Looking to attend a sea-level short course championship meet, a select senior group from the Woodmoor Waves had made the 1,200-mile trek to Clovis, California. The meet started as most meets do, some really good swims, some so-so swims, and one or two “off” swims. On Day 3 of the meet, Aidan Keating raced the 400 IM in prelims and qualified for “C” finals. Upon arriving at the pool for finals, Aidan found himself as the sole swimmer in the “C” finals. Not really looking forward to swimming by himself, Aidan asked if he could scratch the race since he had already gone a best time in prelims. “No” was the answer, followed by “put on your big boy pants and go after it.” By the time Aidan swam, it was dark out and most people had left the pool as it was approaching and 7 pm. A & B heats swam with some impressive swims. Now it was time for Aidan to step up.

I suppose this would be a good time to explain that Clovis Swim Club and Orinda Aquatics were locked in a heated battle for first place in the meet. Both teams were looking for the “W” but for just under 5 minutes on that Saturday evening, the entire pool was on the same team. Most of us have had the privilege of swimming the 400 IM. Few of us have had the honor of swimming it alone. Everyone that evening knew what Aidan was up against.

The whistle gave its familiar quick four chirps followed by a long blast. Aidan stepped up. Aidan’s swam started like many of our swims that weekend – six simmers and two coaches cheering. Then another voice was heard, then two, and then a dull roar began. “Take Your Mark” followed by the horn. When Aidan dove in, you would have thought the Waves were participating in a home dual meet with the top swimmer on the team diving into the water, not a small team from Colorado competing 1,200 miles from home with a swimmer racing in the “C” finals by himself.
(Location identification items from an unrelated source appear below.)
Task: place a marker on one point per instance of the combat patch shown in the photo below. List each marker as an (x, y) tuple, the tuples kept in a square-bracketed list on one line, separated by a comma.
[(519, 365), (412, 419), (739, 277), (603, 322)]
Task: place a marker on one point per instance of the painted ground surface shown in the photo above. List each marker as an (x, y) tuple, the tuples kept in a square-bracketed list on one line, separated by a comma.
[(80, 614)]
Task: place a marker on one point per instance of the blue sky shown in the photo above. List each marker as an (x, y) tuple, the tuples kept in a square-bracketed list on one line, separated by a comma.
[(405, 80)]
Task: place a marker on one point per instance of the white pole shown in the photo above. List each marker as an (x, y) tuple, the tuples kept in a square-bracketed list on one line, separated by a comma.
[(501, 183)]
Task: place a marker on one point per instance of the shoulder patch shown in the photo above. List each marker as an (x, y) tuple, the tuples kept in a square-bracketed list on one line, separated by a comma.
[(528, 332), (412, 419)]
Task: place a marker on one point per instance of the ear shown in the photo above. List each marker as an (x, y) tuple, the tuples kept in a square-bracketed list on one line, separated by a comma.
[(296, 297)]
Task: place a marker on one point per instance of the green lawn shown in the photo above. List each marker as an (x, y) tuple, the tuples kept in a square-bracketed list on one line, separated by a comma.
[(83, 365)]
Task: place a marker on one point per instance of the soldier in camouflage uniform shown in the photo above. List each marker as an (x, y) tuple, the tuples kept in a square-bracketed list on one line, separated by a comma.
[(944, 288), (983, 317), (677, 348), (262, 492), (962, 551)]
By the time Aidan hit the wall at the 25, there were twenty people standing behind Aidan’s lane. Swimmers, coaches, and parents from Woodmoor Waves, Clovis Swim Club, Orinda Aquatics, and Las Vegas Swim Club, just to name a few were all behind Aidan’s lane cheering together as one swim family. Folks who had no idea what the name was of the swimmer in the water were cheering for Aidan. By the time he hit the wall at the 50, another 20 swimmers had gathered behind the blocks to cheer him on. Now it should be noted that all of the Waves swimmers were at the 25 end of the pool, so everyone cheering for Aidan behind the blocks were total strangers to Aidan. When Aidan hit the wall for his 100 fly split, his split was a lifetime best time in the 100 fly 58.2 — his first time going under a minute. The race continued. The cheering continued. For four minutes and 36 seconds, the swimming world in Clovis, CA united behind Aidan and his journey in the 400 IM. After dropping ten seconds in the morning prelims, Aidan raced home, dropping an additional four seconds from his morning best.

Swimming is an individual sport, but every once in a while you get to witness something special that pulls large groups of people together for a common cause. The camaraderie at the Clovis North Pool that night was something I will always remember. As an advocate for swimming, this race and everything that went into it, both in and out of the water, is why I think swimming is the greatest sport on the planet.